A financial adviser wrote to me recently regarding a client who wants to wait until age 70 to claim his Social Security retirement benefit to ensure that his surviving spouse would get the largest possible survivor benefit.
For each year people postpone collecting retirement benefits beyond their full retirement age, the benefit increases by 8%. Technically, the increase is two-thirds of 1% per month, which adds up to 8% per year. The delayed retirement credits end at age 70. A larger retirement benefit usually translates into a larger survivor benefit for the remaining spouse.
But the adviser had a few contingency questions.
"What happens if the client dies at age 69 before claiming Social Security?" the adviser wrote. "Does the spouse get the client's full retirement age benefit or the increased benefit amount?"
A surviving spouse is entitled to 100% of what the deceased worker was collecting or entitled to collect at the time of death, assuming the survivor is at least full retirement age when she claims the benefit.
So if the worker died at age 69 without collecting Social Security, his widow would be eligible for survivor benefits based on his age, 69, at the time of his death. The survivor benefit includes her late husband's full retirement age benefit plus three years' worth of delayed retirement credits valued at 8% per year.
A widow or widower is eligible to claim survivor benefits as early as age 60, but the benefits would be permanently reduced if claimed before full retirement age, and they would be subject to earnings restrictions if the surviving spouse claimed benefits early while continuing to work.
The adviser offered another hypothetical scenario: Could the surviving spouse wait another year to collect the maximum benefit based on what would have been her late husband's 70th birthday?
No.

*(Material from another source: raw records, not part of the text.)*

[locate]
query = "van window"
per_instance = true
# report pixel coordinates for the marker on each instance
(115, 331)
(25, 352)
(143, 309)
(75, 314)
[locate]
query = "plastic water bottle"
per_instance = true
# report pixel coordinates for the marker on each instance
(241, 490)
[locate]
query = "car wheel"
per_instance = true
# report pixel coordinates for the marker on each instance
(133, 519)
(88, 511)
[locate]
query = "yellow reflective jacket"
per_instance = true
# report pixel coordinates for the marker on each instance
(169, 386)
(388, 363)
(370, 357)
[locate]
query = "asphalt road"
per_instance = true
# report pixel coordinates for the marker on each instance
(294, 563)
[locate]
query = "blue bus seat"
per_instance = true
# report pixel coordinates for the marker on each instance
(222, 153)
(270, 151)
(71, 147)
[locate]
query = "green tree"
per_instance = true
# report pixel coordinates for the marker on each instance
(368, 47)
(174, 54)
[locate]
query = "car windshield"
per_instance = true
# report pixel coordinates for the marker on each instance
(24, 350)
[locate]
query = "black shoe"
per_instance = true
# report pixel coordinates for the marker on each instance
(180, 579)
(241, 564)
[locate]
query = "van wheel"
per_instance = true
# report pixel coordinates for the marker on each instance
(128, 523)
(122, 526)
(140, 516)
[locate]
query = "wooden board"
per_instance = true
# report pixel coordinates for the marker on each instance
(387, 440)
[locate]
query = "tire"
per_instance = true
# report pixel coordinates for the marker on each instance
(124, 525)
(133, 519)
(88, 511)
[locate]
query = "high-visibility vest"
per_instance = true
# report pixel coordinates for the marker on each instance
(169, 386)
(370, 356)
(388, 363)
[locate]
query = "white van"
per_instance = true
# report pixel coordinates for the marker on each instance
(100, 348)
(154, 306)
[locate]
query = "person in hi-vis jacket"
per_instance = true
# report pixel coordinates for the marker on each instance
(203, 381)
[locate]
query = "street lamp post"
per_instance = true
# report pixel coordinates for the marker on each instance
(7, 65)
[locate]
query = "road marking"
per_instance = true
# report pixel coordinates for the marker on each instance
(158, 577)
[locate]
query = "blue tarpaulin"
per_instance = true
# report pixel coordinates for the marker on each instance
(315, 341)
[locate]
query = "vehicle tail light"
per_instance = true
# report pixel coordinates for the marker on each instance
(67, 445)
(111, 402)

Survivor benefits are not eligible for delayed retirement credits. Waiting to collect them will not increase benefits to the survivor other than any cost-of-living adjustments that were applied between the time of the worker's death and when the survivor begins receiving benefits.
Survivor benefits are based on two factors: the amount of the benefit at the time of the worker's death, and the age when the surviving spouse claims them. Sometimes, surviving spouses can choose when to claim them.

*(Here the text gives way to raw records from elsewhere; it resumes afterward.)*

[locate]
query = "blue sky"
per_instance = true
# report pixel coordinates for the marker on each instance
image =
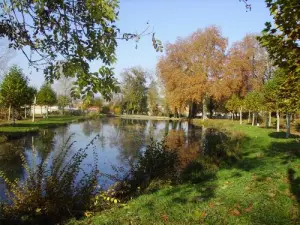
(171, 19)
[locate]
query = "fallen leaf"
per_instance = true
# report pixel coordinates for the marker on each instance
(272, 195)
(235, 212)
(212, 204)
(203, 214)
(165, 217)
(249, 209)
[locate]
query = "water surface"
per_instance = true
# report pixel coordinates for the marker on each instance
(118, 143)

If a widow has not collected any Social Security benefits at the time of her husband's death, she can wait until she reaches her full retirement age to claim the maximum survivor benefit. If she is also entitled to her own retirement benefit, she may be able to choose to collect one benefit first and switch to the other one later if it would result in a larger benefit.
For example, if a widow is entitled to a substantial retirement benefit on her own earnings record as well as a survivor benefit, she may want to collect the full survivor benefit at 66, allow her own retirement benefit to grow by 8% per year up to age 70 and then switch to her own benefit if it's larger.
But if the widow's survivor benefit would be larger than her own retirement benefit, she may want to collect a reduced retirement benefit early, assuming she is not working or not earning much more than the annual earnings limit, and switch to her full survivor benefit at her full retirement age of 66. Even though her retirement benefit would be permanently reduced if she collected it early, it would have no impact on her survivor benefit if she waited until 66 to claim it.
However, if a widow is already collecting Social Security at the time of her husband's death, and some or all of her benefit is based on her husband's earnings record, her spousal benefit would automatically convert to a survivor benefit upon his death.
Next year marks the final year that married couples and eligible divorced spouses who turn 66 in 2019 can choose to claim only spousal benefits at their full retirement age while allowing their own retirement benefit to continue to grow until age 70. But there is no similar expiration date for survivor benefits. Survivors will continue to be able to choose which benefit to claim even after 2019.
Clients desperately need advice on this critical issue. Earlier this year, the Social Security Administration revealed that an internal investigation found that, based on a random sample, agency representatives gave the wrong claiming advice to survivors in 82% of cases.